Langkah kakinya berjalan dengan amat berirama. Dia menyapa setiap gadis yang dia lewati dengan senyuman khas-nya seraya menampakan deretan giginya yang rapih itu. Sesekali ia mengedip pada siswi yang terlihat hot hari ini. Oke, itu bisa masuk dalam daftar gadis ku selanjutnya. Ucapnya berspekulasi pada dirinya sendiri. Dan mengenai Emily, gadis itu dan dirinya sudah benar-benar mengakhiri hubungan mereka. Jelas sekali Justin Bieber adalah seorang players kelas kakap. Ah, kau pikir ini penjahat?

Dia terus berjalan hingga menemukan kelas Kalkulus yang berada tepat di samping kelas Ekonomi. Pintu masuk keduanya berada di sisi yang sama, sehingga ramai sekali yang bergeremul disana -baik itu siswa kelas kalkulus maupun ekonomi-

Siswa-siswi masih berlalu-lalang di lorong sekolah. Berjalan menuju kelas mereka masing-masing. Justin baru saja akan memasuki kelas jika saja matanya tidak salah menangkap batang hidung gadis yang mempermalukan dirinya kemarin siang sedang  memasuki ruang kelas Ekonomi. Justin tersenyum mengejek pada Roxanne. Gadis itu membalas dengan tatapan ‘apa kau?’ dan melotot pada Justin sedetik setelahnya. Kemudian menghilang di balik keramaian siswa.

***

“Apabila satu macam faktor produksi ditambahkan terus menerus penggunaannya, sedangkan faktor-faktor produksi lain tetap, tambahan output yang dihasilkan akibat ditambahnya tiap satuan factor produksi tadi mula-mula akan meningkat, namun kemudian akan terus menurun.

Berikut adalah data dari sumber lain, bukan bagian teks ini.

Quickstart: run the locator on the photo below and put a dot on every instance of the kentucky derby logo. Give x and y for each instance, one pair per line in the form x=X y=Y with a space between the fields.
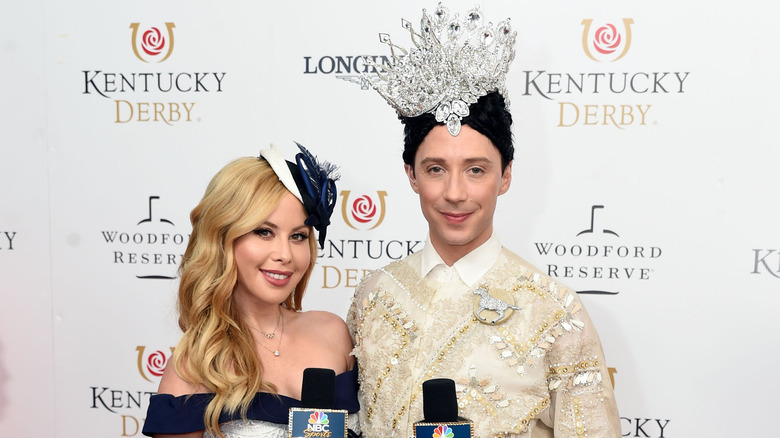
x=153 y=44
x=151 y=364
x=609 y=43
x=363 y=211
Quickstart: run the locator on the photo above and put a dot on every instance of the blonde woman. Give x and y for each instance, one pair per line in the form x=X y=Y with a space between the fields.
x=238 y=367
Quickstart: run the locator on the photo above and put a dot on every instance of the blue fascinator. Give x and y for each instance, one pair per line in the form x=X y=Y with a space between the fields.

Kalian perhatikan tabel peningkatan produksi dengan salah satu faktor produknya tetap sebagai berikut.” Guru yang mempunyai nama pena Mrs. Leroye itu sedang menjelaskan mengenai hukum keterbatasan peningkatan produksi dalam lingkup ekonomi kepada setumpuk siswa yang ada di hadapannya saat ini. Ini sudah kurang lebih satu setengah jam berlangsung dan sudah membuat gadis berambut cokelat pasir itu mengerang saking bosannya pada pelajaran ini.

Kamu telah mencapai bab terakhir yang dipublikasikan.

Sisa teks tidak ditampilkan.